The latest data from the National Commission for Markets and Competition (CNMC) records the dismissal of 46 of the almost 400 small marketers registered in the last year. “If prices continue to rise, some more could be affected, but the real problem in the sector now is competition. It is impossible to compete with the big groups”, points out Gorostiza.

The reason? The Government's measures to contain prices, which imposes paying taxes on benefits that exceed 67 euros MW/h in long-term energy contracts. “The large dominant groups, instead of integrating their generation profits into Treasury coffers, have earmarked them for the competitiveness of their marketing areas, being able to offer prices that independent marketers cannot reach, since generation independent is being reluctant to commit its energy in the long term with independent marketers”, they denounce from ACIE.

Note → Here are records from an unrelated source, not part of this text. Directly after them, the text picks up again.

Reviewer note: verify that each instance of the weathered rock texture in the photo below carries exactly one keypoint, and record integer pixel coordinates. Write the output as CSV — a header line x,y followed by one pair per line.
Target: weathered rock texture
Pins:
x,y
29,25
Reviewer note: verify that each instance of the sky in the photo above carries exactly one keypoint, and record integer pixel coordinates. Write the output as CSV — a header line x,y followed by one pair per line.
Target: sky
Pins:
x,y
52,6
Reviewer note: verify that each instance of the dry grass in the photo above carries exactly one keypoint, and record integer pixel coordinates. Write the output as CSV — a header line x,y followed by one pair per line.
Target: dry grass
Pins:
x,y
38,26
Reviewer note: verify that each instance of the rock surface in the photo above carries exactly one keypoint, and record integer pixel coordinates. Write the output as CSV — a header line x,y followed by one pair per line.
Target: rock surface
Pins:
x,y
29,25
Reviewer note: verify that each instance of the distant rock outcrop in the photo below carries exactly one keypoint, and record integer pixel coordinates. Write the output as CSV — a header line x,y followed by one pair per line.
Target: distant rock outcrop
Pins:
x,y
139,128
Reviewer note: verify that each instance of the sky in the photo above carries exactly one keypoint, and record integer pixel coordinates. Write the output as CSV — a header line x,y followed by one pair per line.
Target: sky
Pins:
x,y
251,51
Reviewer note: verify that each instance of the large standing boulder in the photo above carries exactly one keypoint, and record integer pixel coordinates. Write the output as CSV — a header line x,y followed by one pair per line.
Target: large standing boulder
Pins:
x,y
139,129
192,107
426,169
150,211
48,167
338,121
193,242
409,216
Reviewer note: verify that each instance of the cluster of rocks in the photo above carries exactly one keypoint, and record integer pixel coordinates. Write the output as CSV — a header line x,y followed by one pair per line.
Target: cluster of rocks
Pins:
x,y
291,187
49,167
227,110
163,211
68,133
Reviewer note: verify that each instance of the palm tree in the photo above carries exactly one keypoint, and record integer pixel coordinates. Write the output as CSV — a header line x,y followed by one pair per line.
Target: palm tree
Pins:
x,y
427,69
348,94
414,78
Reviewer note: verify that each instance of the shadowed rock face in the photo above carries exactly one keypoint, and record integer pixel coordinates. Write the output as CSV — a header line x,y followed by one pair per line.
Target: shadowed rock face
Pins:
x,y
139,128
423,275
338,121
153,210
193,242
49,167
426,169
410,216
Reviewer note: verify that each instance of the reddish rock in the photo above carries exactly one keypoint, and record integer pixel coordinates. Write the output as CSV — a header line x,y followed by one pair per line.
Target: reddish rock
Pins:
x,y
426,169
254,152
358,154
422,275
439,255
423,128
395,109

A legislation that has favored consumers, since, as the Minister for the Energy Transition, Teresa Ribera, has recognized, it has made it possible to contain the prices of free market offers. Perhaps that is why the option of auctioning the energy generated at low cost has been left in the drawer, which would allow small retailers to play by the same rules. This is what they claim from ACIE, in addition to prohibiting intra-group sales that, together with the reduction of guarantees proposed by Brussels, may relieve their situation. In any case, the ball now passes to the CNMC, which must confirm whether or not the market is really broken.